Design Changes

Tue Sep 12 08:54:49 BST 2006

Hi,

Scott James Remnant:
> Here's a summary of what we've been thinking about so far, note that
> none of this is a decision yet, so if you have any preferences or better
> ideas, please weigh in!
> 
Gladly. ;-)

> Naming
> ------
> 
The names split rather obviously in three parts
1- what happens
2- what is affected
3- anything else you need to know

"What happens" (1) should be the first word; it should be clearly
specified, for each of those words, what the first argument means and
what any other arguments or parameters might do.

We don't need a namespace for (1), other than reserving some prefix for
named subsystems, which don't need a hierarchy because uniqueness is
already enforced by the system's package management system (dpkg/rpm).

Thus, we might declare that all events introduced by X11 should start
with "app-xorg-". Example:

	app-xorg-login :1

which other handlers then can use for doing things that really belong
in /etc/X11/Xsession.d/, so this was a bad example -- but you see what I
mean. ;-)

> 	on gdm/started
>     becomes
> 	on gdm started
> 
	on job-started gdm

"gdm" is kept unique by virtue of the fact that you can only install one
package named "gdm" in the system (this is specified in the description
of "job-started").
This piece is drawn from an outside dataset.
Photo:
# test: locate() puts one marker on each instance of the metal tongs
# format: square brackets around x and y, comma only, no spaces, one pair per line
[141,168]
If a package needs more than one job, it can use
slashes to distinguish between them, or add arguments.

> 	on hda1 added
	on disk-added hda1

> 	on hda1 mounted
That event should probably use a "path" namespace:
	on path-mounted /usr/local

because that job usually doesn't care which device you mount there.

For (un)mounting, I'd also specify separate pre- and post-events.
	on path-mounting /usr/local
	on path-mounted /usr/local
	on path-unmounting /usr/local
	on path-unmounted /usr/local

the third one is particularly important for taking down a service that
depends on that path (and possibly prevents it from unmounting in the
first place).

> Matching could even use fnmatch?
> 
That'd be good.

> 	on event-failed shutdown

That makes sense.

> Having ssh and gettys bounce back if shutdown fails would be ... nice.
> 
> Obviously these events shouldn't themselves generate success or fails,
> or we'd have a storm on our hands.
> 
Heh.

> [...]
> These would be additional events issued not by the state changes, but by
> the child reaper, and may look like:
> 
> 	on apache start-failed
> 	on apache failed
> 
... except that these should be reversed. Maybe

> 	on job-startup-failed apache
> 	on job-failed apache

> One useful side-effect of this is that it means the "respawning" state
> can go entirely, and all in-upstart handling of respawns.  Apache itself
> can just give:
> 
> 	start on apache failed
 	start on job-failed apache

I like this idea, esp. the difference between "job-startup-failed"
(something's wrong and respawning doesn't make much sense) and
"job-failed" (it died after starting up successfully, so respawning
probably works).

> Waiting for Events
> ------------------
> 
Mhh.

> 	stop on shutdown
> 	stop after apache stopped
> 	stop after tomcat stopped
> 
Maybe this idea how to waiting works would ... well, work. ;-)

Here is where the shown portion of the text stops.